En ce jour de Noël, Maly est partie au cinéma avec sa sœur et je flemmarde tranquillement, en rêvassant un peu. Et je repense au billet d’hier, aux réactions qu’il a provoquées, à ma vie quotidienne après dix années de retraite.
Je suis physiquement en bonne forme, malgré un trop grand nombre de kilos à tirer. La tête fonctionne correctement malgré un ralentissement évident de certaines aptitudes, comme ma vitesse de lecture qui a beaucoup baissé. Je suis un peu plus vite fatigué qu’une dizaine d’années auparavant, mais, au total, je serais sûrement en état, au prix de plus gros efforts, d’avoir une activité professionnelle et, sauf pépin de santé, je ne pense pas changer de rythme avant plusieurs années.
Du coup je me mettais à réfléhir à la question de « l’âge de la retraite », à partir de mon cas personnel, mais en ayant la conviction de n’être ni en bien meilleure forme ni en moins bonne que beaucoup de personnes venant, comme moi, de passer le cap des soixante dix ans.
Si l’âge de la retraite devait être déterminé par l’âge auquel on n’a plus la force de travailler, on pourrait probablement le fixer aux environs de soixante dix ans et ceci n’a rien de bien étonnant puisque, dans notre pays, la durée moyenne de la vie s’est allongée de presque dix ans depuis 1981 où, sous François MITTERRAND, la retraite avait été ramenée à soixante ans. Sur cette base les personnes qui pensent impossible d’assurer des retraites convenables en maintenant l’âge de la retraite aux alentours de soixante ans prônent l’adoption de la fin de l’activité professionnelle vers soixante cinq ou même soixante sept ans. C’est un raisonnement qui peut se comprendre et qui s’exprime par le fait de dire : si on vit dix ans de plus partageons le surplus en travaillant sept ans de plus et en ayant trois ans de retraite de plus.
Mais ce raisonnement, strictement démographique et économique, passe à côté de quelque chose de beaucoup plus important qui fait la suite de mon billet d’hier.
Toute la vie active n’a pas besoin d’être consacrée à gagner de l’argent.
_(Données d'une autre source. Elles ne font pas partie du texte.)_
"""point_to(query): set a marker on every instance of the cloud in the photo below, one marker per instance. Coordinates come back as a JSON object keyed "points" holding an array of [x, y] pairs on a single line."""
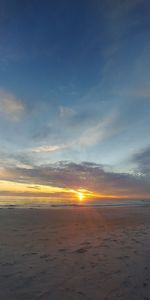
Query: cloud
{"points": [[48, 148], [89, 176], [11, 107], [98, 132], [142, 162], [66, 112]]}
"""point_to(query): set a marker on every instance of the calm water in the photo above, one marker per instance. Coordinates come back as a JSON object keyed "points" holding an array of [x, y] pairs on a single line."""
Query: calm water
{"points": [[40, 203]]}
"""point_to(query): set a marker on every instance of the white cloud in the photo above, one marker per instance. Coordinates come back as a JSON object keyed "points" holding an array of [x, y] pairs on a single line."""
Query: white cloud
{"points": [[66, 111], [10, 107], [98, 132], [48, 148]]}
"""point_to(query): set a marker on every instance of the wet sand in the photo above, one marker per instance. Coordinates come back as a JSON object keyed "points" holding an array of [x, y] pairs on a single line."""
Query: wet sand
{"points": [[75, 253]]}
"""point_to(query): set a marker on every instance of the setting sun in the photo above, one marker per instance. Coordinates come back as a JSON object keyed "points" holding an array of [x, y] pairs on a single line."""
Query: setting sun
{"points": [[81, 196]]}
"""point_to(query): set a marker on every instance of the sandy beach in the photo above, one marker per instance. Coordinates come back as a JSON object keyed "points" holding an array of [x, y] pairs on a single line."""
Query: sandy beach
{"points": [[75, 253]]}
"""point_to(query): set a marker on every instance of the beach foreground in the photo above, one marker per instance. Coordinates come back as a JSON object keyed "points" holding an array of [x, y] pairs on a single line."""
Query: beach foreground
{"points": [[75, 253]]}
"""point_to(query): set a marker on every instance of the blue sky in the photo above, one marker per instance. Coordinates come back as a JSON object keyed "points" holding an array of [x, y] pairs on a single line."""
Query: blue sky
{"points": [[74, 87]]}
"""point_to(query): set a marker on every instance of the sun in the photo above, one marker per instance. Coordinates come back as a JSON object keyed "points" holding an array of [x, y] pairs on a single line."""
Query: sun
{"points": [[80, 196]]}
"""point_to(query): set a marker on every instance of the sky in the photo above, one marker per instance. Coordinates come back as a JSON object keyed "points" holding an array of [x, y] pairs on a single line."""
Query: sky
{"points": [[74, 100]]}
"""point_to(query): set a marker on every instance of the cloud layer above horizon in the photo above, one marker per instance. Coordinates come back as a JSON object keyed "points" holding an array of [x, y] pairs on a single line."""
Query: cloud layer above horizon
{"points": [[75, 97]]}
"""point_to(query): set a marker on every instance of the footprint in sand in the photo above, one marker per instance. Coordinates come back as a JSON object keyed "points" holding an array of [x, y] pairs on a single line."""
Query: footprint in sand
{"points": [[81, 250]]}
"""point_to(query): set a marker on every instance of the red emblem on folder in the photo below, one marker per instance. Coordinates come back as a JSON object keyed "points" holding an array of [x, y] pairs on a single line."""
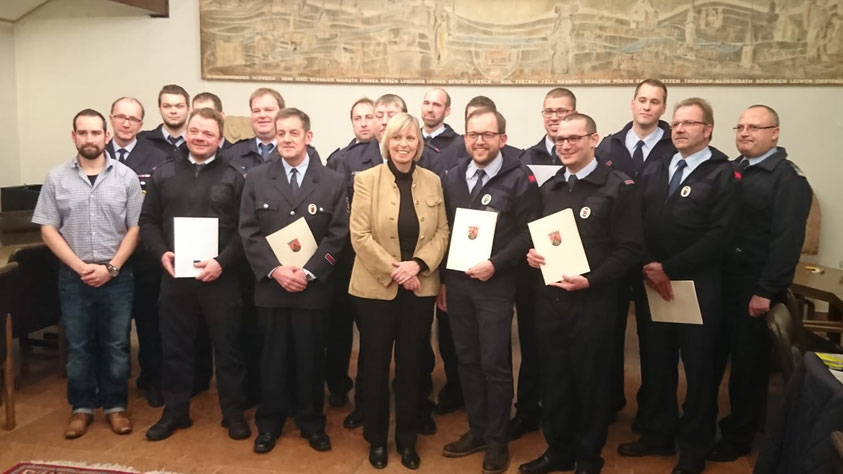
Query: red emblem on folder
{"points": [[294, 244], [472, 232]]}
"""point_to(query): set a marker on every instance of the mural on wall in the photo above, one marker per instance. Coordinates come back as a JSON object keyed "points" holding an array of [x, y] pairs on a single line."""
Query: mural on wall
{"points": [[523, 43]]}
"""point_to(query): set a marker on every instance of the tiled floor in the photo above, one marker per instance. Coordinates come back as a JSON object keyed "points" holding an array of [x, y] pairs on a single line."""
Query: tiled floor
{"points": [[42, 411]]}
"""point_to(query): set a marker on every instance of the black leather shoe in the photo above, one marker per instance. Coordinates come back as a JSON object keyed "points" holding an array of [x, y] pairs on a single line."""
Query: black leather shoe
{"points": [[519, 425], [409, 458], [467, 444], [448, 404], [645, 447], [544, 464], [378, 457], [353, 420], [237, 427], [427, 425], [725, 451], [337, 400], [165, 427], [496, 460], [154, 398], [318, 440], [264, 443]]}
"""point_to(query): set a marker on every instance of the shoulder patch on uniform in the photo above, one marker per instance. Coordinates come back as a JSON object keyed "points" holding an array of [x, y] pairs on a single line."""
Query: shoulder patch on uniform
{"points": [[796, 169]]}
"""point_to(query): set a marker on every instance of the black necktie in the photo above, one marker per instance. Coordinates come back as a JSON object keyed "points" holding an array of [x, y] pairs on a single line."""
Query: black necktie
{"points": [[677, 177], [266, 149], [294, 183], [572, 180], [638, 156], [478, 186]]}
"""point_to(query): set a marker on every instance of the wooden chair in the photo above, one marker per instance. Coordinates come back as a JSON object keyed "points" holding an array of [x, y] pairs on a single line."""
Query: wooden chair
{"points": [[8, 290]]}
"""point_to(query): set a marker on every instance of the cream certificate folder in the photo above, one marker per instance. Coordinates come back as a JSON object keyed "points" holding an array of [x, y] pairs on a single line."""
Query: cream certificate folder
{"points": [[293, 245], [544, 172], [471, 238], [196, 239], [684, 308], [557, 239]]}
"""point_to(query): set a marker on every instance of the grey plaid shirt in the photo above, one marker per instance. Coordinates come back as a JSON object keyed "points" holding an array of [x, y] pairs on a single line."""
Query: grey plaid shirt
{"points": [[92, 219]]}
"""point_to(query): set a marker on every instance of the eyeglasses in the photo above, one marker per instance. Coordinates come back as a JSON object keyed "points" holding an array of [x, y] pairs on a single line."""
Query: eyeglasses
{"points": [[751, 128], [686, 123], [123, 118], [547, 113], [487, 136], [572, 139]]}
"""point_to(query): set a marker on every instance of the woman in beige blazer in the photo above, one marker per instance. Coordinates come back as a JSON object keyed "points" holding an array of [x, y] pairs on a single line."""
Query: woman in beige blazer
{"points": [[400, 232]]}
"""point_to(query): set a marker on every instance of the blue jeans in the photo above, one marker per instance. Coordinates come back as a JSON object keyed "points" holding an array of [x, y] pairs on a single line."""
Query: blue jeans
{"points": [[97, 322]]}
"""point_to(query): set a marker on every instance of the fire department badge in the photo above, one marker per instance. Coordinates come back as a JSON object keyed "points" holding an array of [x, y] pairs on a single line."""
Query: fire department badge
{"points": [[472, 232], [294, 244]]}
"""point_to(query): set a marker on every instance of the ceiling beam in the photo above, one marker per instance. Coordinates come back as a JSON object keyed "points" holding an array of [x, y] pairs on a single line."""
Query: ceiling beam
{"points": [[156, 8]]}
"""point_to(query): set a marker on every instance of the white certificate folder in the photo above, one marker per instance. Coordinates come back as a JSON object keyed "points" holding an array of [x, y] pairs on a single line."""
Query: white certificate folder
{"points": [[293, 245], [196, 239], [557, 239], [683, 308], [471, 238]]}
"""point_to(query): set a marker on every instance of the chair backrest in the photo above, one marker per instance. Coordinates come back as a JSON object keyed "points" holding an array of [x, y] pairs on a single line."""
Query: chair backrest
{"points": [[782, 333], [37, 305], [8, 291]]}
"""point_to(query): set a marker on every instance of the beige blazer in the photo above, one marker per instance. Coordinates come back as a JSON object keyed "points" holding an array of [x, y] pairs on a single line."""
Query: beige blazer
{"points": [[374, 232]]}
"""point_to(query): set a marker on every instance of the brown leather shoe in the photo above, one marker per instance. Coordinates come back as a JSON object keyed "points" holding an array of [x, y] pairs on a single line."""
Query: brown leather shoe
{"points": [[78, 425], [119, 422]]}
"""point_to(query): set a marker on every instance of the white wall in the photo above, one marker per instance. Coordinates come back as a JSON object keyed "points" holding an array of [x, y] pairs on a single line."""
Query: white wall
{"points": [[72, 54], [9, 165]]}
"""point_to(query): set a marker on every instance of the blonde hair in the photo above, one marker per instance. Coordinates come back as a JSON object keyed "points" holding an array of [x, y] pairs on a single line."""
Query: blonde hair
{"points": [[397, 123]]}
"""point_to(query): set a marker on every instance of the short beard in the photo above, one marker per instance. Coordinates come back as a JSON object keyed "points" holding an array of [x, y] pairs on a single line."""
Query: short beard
{"points": [[85, 152]]}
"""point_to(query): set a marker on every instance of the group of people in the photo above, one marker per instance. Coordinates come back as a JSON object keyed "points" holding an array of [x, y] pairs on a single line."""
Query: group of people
{"points": [[653, 203]]}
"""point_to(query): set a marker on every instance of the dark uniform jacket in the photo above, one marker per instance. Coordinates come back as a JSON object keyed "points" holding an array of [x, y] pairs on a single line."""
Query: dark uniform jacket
{"points": [[245, 155], [514, 196], [538, 155], [176, 189], [689, 235], [775, 199], [268, 205], [612, 150], [143, 159], [155, 137], [610, 229]]}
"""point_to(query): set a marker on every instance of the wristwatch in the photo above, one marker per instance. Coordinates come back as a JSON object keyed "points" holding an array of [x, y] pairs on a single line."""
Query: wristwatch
{"points": [[112, 270]]}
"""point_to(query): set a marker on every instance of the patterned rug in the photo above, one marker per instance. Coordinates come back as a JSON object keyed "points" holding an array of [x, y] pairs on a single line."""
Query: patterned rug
{"points": [[67, 467]]}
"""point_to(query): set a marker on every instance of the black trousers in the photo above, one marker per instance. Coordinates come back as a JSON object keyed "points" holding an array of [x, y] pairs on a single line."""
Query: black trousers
{"points": [[631, 288], [574, 332], [184, 303], [145, 311], [340, 329], [481, 318], [452, 390], [745, 340], [292, 369], [529, 376], [696, 344], [251, 337], [404, 323]]}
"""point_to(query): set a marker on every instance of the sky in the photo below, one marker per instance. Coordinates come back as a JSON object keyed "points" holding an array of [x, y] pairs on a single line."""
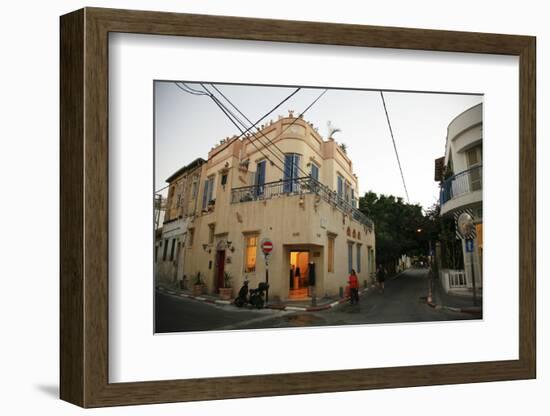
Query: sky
{"points": [[187, 126]]}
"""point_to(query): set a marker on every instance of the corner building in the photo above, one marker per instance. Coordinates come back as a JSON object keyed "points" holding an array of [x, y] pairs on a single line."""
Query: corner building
{"points": [[289, 185]]}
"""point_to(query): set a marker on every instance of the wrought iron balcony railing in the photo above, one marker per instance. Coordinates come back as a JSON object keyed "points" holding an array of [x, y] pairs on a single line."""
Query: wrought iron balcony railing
{"points": [[297, 186], [460, 184]]}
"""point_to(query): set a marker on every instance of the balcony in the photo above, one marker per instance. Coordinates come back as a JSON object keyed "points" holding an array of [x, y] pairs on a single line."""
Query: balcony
{"points": [[461, 189], [298, 186]]}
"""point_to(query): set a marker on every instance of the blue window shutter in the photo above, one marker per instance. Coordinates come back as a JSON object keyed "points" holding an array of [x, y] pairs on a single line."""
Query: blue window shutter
{"points": [[260, 177], [210, 189], [287, 172], [314, 172]]}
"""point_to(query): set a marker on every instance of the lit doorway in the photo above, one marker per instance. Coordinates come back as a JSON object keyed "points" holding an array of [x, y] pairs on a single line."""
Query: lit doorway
{"points": [[298, 275]]}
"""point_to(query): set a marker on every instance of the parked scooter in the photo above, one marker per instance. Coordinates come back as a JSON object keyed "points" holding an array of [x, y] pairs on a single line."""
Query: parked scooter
{"points": [[242, 297], [254, 298]]}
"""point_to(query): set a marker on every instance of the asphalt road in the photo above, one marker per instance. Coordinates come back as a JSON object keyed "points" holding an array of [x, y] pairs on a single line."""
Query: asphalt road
{"points": [[402, 301]]}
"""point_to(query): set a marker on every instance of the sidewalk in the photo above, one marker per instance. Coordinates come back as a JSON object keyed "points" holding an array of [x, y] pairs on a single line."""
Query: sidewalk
{"points": [[454, 302], [293, 305]]}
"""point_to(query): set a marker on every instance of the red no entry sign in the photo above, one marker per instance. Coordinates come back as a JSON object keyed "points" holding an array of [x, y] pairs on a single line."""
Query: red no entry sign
{"points": [[267, 246]]}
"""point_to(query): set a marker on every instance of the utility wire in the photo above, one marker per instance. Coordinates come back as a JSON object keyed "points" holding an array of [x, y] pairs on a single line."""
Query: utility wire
{"points": [[189, 91], [395, 146], [228, 113], [256, 127], [271, 142], [244, 125]]}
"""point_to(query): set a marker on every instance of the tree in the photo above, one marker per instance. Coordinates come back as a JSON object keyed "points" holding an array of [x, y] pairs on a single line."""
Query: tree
{"points": [[397, 227]]}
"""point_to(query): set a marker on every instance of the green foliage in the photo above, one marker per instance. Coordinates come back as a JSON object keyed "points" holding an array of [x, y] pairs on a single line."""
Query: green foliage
{"points": [[397, 227], [403, 228]]}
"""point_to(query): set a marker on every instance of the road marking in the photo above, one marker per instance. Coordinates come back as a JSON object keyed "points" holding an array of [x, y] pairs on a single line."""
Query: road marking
{"points": [[294, 308]]}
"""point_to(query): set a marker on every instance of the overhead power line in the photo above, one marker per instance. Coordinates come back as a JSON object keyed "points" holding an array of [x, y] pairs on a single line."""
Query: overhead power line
{"points": [[395, 146], [272, 143]]}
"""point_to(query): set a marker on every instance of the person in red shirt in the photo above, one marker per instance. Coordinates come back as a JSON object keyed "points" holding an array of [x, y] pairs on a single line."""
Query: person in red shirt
{"points": [[353, 287]]}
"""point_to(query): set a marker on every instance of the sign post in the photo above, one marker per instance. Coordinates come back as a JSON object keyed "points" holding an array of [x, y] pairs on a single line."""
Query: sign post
{"points": [[466, 227], [267, 248]]}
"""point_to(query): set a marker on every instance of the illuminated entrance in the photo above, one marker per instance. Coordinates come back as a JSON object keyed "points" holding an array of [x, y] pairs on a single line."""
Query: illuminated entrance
{"points": [[298, 276]]}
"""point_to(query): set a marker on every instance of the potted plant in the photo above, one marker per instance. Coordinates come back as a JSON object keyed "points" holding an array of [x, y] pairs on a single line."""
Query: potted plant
{"points": [[226, 292], [198, 285]]}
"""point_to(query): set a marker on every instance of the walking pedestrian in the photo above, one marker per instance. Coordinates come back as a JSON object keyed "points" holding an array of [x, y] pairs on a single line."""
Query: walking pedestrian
{"points": [[381, 278], [353, 287]]}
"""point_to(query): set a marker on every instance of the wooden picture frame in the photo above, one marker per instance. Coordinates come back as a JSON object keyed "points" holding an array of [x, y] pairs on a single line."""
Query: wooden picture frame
{"points": [[84, 207]]}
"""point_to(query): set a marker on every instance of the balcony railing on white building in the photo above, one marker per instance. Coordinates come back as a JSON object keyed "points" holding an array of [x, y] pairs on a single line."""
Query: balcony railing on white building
{"points": [[460, 184], [297, 186], [454, 279]]}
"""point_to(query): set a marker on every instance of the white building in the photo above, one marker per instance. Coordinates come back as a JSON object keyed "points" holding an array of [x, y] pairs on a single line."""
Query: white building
{"points": [[460, 175]]}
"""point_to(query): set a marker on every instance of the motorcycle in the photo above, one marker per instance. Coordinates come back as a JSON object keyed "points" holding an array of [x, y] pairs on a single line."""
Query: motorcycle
{"points": [[253, 298]]}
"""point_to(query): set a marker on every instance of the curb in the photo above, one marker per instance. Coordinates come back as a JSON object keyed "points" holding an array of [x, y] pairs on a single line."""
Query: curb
{"points": [[281, 307], [470, 310]]}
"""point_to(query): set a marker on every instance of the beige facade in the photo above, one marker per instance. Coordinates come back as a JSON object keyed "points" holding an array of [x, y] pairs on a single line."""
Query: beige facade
{"points": [[180, 207], [292, 187]]}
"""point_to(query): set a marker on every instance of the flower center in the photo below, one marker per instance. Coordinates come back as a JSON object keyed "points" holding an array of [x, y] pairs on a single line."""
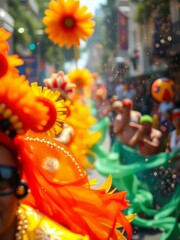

Il est sain, pour la société comme pour chaque individu, de donner de son temps au profit des autres sans aucun rapport marchand. Pourquoi pas deux tiers pour assurer la subsistance de sa famille, y compris en finançant la retraite des plus anciens et donc la sienne dans le futur par un bon système de retraite par répartition, et un tiers dédié gratuitement à la vie collective.
L’idéal ça serait, tout au long de la vie de travailler six ans puis de s’arrêter trois ans pour s’investir bénévolement dans le social, les activités culturelles ou sportives. Mais ça semble bien difficile à gérer, tandis qu’en étant en retraite à soixante ans, puis en ayant des activités associatives jusque vers soixante quinze ou quatre vingts ans, on préserve cet équilibre d’un tiers au profit des autres.
Repousser l’âge de la retraite ça n’est pas qu’assurer le financement de celle-ci, c’est aussi faire le choix d’une société du « chacun pour soi ».